A recent edition of a magazine, THE
WEEK (October 21), offered a hard-to-believe story: those Newtown, Connecticut,
parents who lost their children to an insane gunman shooting up the school, now
have to endure the taunts of “Conspiracy Theorists.” Out of the woods they
came, a few crazies who decided, based on nothing, that the tragedy never took
place.
Hoaxers, it seems, always concoct theories--meaning
their twisted brains demand justification: A. The Newtown massacre was staged by some kind of
New World Order bent on taking away guns. B. The parents can’t be grieving
because their children never existed in the first place. C. The drama was
enacted by “Crisis Actors.” D. Obama was behind the whole event.
While
some conspiracists bombarded parents with skeptical questions, others painstakingly
created You-Tube Videos (“The Sandy Hook Shooting—Fully Exposed”) or wrote
books (“Nobody Died at Sandy Hook.”) Among the worst: The conspiracist who demanded
of a father, “If you want me to believe you had a son who died—exhume his
body!”
Until
the story appeared in THE WEEK, many of us had never heard about this ongoing saga,
lying like an atomic cloud over Newtown.
I, for one, would never have imagined that a catastrophe like Newtown would attract so many ghouls.
*******************
How
comforting that the month also included a number of heroes.
On
a recent segment of the evening news, a young high school boy comes to his
football coach with a rare admission. “I
have no one,” he says. “I have no one
who cares about me.”
Two
years earlier, at age 14, unable to endure his family, the boy left home—and
also school. When he finally found his way back to high school a year later,
his admission to the coach stirred something in the older man. He brought the
youth home—to a caring wife and their two daughters. Soon the young man found himself surrounded
by the love he’d yearned for all those years.
“It’s
like I’ve always been here,” he said. “These have become my parents—and I can’t
even remember anyone else.” By segment’s
end, this amazing family noted that when their new son turned eighteen, they
planned to adopt him.
And
herewith another wonderful story:
On
CBS News, (Friday nights), Steve Hartman’s “On the Road,” told of Heather
Krueger, a lovely 27-year-old, who was in stage-4 liver disease with only
months to live—and realistically, no time to find a donor.

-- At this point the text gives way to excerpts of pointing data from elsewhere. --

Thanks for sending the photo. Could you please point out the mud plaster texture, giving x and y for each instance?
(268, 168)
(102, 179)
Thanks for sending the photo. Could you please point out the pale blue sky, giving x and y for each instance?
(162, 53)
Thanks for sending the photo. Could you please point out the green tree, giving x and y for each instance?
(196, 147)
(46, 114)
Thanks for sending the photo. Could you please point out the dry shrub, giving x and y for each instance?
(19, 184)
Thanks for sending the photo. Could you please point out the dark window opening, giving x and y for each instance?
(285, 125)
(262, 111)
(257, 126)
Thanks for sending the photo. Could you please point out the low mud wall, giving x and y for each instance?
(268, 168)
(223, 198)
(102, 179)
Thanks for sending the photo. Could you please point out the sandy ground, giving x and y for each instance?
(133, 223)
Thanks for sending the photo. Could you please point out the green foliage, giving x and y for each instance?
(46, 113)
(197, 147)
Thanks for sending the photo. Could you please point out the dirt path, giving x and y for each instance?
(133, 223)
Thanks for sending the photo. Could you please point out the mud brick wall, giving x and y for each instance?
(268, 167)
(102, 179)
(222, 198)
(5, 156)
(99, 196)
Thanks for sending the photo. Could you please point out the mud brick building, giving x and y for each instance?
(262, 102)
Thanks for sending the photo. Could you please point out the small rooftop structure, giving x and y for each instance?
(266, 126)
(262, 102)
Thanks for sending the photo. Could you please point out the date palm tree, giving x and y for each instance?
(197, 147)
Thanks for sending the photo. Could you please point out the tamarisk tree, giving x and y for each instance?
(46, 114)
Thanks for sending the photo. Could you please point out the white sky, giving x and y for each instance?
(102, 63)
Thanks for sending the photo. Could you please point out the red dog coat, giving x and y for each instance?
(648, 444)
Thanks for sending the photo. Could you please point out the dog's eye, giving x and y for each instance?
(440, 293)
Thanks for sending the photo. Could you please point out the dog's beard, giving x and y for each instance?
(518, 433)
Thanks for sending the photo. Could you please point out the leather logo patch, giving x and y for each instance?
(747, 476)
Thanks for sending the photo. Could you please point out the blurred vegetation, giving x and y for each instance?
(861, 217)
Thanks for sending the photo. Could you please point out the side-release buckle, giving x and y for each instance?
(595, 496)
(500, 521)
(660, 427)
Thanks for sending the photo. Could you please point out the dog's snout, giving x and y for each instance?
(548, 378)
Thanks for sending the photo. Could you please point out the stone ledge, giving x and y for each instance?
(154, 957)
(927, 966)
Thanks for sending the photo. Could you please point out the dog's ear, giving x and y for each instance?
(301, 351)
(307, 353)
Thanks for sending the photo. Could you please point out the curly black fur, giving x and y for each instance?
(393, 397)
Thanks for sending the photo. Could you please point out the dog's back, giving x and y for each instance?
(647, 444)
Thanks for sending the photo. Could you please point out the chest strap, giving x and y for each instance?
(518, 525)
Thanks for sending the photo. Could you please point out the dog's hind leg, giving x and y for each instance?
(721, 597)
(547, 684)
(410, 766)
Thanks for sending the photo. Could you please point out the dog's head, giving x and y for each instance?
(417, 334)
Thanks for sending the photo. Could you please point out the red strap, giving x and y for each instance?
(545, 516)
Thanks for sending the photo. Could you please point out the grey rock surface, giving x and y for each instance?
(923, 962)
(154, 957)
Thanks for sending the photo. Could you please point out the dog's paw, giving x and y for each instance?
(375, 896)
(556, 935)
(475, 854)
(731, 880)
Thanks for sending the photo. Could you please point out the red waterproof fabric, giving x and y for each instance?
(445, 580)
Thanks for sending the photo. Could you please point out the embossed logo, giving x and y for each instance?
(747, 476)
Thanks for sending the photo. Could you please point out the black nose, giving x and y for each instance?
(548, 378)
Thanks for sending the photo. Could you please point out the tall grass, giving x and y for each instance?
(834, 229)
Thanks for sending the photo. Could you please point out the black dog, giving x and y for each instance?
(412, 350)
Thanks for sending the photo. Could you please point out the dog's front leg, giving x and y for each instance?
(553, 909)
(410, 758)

She said to Steve
Hartman, “I could feel my body shutting down.”
In
the nearby village of Frankfort, Illinois, ex-marine, Chris Dempsey, now a
code-enforcement officer, happened to hear the news from others in his break
room. I’ve never run away from an assignment, he thought, wondering if he
might be a fit. Hey, if I can help, I’m
going to help.”
It
turned out he was a fit. The two young
people met for the first time at noon, and Heather said, “He even bought my
lunch.” The next scene shows the two of them in their separate hospital beds
after the surgery.
In
the final scene, a year and a half later, Heather is dressed in a beautiful
wedding gown. And, as Hartman reports, “They
got so close that Chris was at her wedding . . . but then he added, “He had to
be . . . what is a wedding without a groom?”
We
next see Heather gazing up at Chris and saying, “You are the most incredible
man I’ve ever known. You believe in me, and you make me feel amazing every
single day. Because of you, I laugh, smile, and dare to dream again.” The two are
next seen standing together at the altar, leaning close for a kiss.
Hartman
says, “When Chris decided to give an organ to a random stranger, he had no idea
he was saving his own wife.” At the end
he adds, “Such is the way of goodness. The more likely you are to live for
others, the more likely you are to live happily ever after.”